Report: John Kerry Undermining Trump, Israel and American Foreign Policy with the Palestinians
Although the relationship between the Palestinian Authority and the Trump administration has been a little rocky since President Donald Trump recognized Jerusalem as Israel’s Capital, the previous administration has stayed in contact with Palestinian officials.
Former U.S. Secretary of State John Kerry met with Hussein Agha, an associate of Palestinian Authority President Mahmoud Abbas, in London according to The Jerusalem Post.
Agha, a veteran peacemaker with Israel, repeated details from this conversation to senior officials in Ramallah.
During this conversation, Kerry asked Agha to take a message to Abbas to “hold on and be strong.”
He said to tell him “that he should stay strong in his spirit and play for time, that he will not break and will not yield to President Trump’s demands.”
Kerry reportedly said that within a year, there is a strong possibility that President Donald Trump will no longer be in office.
According to Agha’s report, Kerry offered his assistance to Palestinians in their peace process, using his contacts and support of the plan.
“Maybe it is time for the Palestinians to define their peace principles and present a positive plan,” Kerry suggested, according to The Jerusalem Post.
He also said to focus on personal attacks on Trump, who Kerry claims is responsible for the entire situation, instead of his administration or the U.S.
The Jerusalem Post reported that Kerry used “derogatory terms and even worse” when referring to the president, and told Agha that many Americans are dissatisfied with Trump and his leadership.
The 74-year-old also told Agha that he would consider running against Trump in 2020 if he survives his term, which would make Kerry the oldest president in U.S. history.
According to Agha’s report, “Kerry appears to be ‘crazy about things,’ very energetic, and someone who is yearning to help realize the dream of peace between Israelis and Palestinians.”
Early January, the Trump administration announced a hefty cut in U.S. aid to the United Nations agency for Palestinian refugees, slashing the first installment of 2018 by more than half.
Instead of sending the planned $125 million to the U.N. Relief and Works Agency, the U.S. will send just $60 million in aid.
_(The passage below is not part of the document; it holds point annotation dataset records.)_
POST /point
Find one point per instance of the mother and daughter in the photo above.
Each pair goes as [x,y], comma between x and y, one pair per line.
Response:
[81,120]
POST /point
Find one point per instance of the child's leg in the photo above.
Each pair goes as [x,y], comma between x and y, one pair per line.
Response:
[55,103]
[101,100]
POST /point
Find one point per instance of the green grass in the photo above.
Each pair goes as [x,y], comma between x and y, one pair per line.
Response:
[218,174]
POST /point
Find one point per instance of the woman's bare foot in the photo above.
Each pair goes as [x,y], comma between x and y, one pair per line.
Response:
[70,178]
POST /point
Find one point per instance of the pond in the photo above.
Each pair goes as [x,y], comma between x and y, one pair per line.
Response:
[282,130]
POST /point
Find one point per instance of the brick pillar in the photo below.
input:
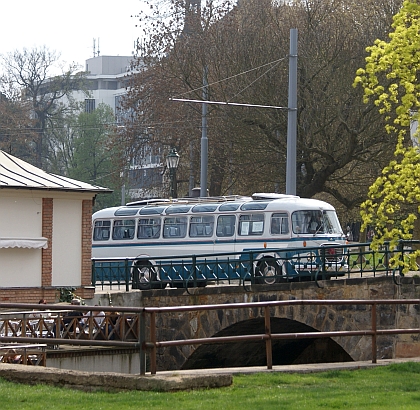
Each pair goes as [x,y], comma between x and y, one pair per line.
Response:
[47,228]
[86,242]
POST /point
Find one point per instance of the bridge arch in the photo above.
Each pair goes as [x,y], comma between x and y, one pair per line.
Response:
[252,353]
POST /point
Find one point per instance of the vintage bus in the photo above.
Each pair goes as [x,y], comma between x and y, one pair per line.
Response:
[270,227]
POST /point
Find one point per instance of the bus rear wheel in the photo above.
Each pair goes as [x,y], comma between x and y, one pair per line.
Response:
[143,276]
[267,272]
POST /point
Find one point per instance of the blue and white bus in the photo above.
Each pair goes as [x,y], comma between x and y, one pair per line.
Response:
[272,227]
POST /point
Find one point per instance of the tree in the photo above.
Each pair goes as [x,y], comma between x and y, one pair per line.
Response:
[92,159]
[245,49]
[15,127]
[29,77]
[390,78]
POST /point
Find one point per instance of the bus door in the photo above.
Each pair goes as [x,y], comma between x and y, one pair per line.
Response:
[225,242]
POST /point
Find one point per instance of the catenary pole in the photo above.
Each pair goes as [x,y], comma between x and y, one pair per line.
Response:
[204,139]
[292,116]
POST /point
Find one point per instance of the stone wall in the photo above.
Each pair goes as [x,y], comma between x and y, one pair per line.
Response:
[320,318]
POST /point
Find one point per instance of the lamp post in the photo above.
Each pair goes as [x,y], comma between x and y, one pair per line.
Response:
[172,161]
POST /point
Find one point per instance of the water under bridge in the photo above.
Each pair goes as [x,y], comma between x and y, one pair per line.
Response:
[283,319]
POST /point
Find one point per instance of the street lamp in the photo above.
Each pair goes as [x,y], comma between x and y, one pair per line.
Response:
[172,161]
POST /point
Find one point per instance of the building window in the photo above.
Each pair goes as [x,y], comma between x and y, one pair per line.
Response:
[89,105]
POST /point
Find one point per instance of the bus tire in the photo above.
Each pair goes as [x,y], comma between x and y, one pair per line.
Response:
[268,272]
[143,275]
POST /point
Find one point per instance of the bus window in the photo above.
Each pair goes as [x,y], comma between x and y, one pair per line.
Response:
[175,227]
[252,224]
[279,224]
[307,222]
[148,228]
[201,226]
[123,229]
[101,230]
[225,225]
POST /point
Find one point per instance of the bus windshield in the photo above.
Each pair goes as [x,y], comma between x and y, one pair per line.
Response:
[315,222]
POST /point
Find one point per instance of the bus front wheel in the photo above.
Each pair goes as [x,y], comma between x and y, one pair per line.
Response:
[143,276]
[267,272]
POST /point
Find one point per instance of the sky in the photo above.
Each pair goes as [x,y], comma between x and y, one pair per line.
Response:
[70,28]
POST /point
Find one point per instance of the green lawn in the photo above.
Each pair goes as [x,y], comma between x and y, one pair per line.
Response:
[386,387]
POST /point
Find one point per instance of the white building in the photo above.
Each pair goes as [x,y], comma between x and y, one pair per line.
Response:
[45,232]
[107,81]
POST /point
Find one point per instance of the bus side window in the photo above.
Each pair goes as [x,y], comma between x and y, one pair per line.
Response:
[175,227]
[123,229]
[225,225]
[101,230]
[252,224]
[201,226]
[148,228]
[279,224]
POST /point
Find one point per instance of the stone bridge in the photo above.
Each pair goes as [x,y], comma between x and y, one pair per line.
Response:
[289,319]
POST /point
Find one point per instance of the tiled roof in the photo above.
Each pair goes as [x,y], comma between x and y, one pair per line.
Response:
[15,173]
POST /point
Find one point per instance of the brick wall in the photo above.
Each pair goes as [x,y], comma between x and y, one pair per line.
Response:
[86,242]
[47,229]
[52,295]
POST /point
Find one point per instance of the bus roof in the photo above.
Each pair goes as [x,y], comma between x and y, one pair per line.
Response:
[273,201]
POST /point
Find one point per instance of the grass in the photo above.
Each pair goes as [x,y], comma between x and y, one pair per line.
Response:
[395,386]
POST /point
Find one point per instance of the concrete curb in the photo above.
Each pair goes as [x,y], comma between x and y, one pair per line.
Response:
[111,381]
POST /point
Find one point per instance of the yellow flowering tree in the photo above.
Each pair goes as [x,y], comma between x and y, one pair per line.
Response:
[391,79]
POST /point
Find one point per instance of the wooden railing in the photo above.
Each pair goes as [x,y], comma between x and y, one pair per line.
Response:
[132,326]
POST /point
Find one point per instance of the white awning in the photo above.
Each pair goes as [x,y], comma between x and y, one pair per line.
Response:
[31,243]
Palestinian refugees get aid through UNRWA.
UNRWA applies refugee status to “a person whose normal place of residence was Palestine during the period 1 June 1946 to 15 May 1948, and who lost both home and means of livelihood as a result of the 1948 conflict,” and also to such a person’s descendants.
This funding cut, as well as Trump’s recognition of Jerusalem as Israel’s capital, has created tension between the U.S. and Palestine.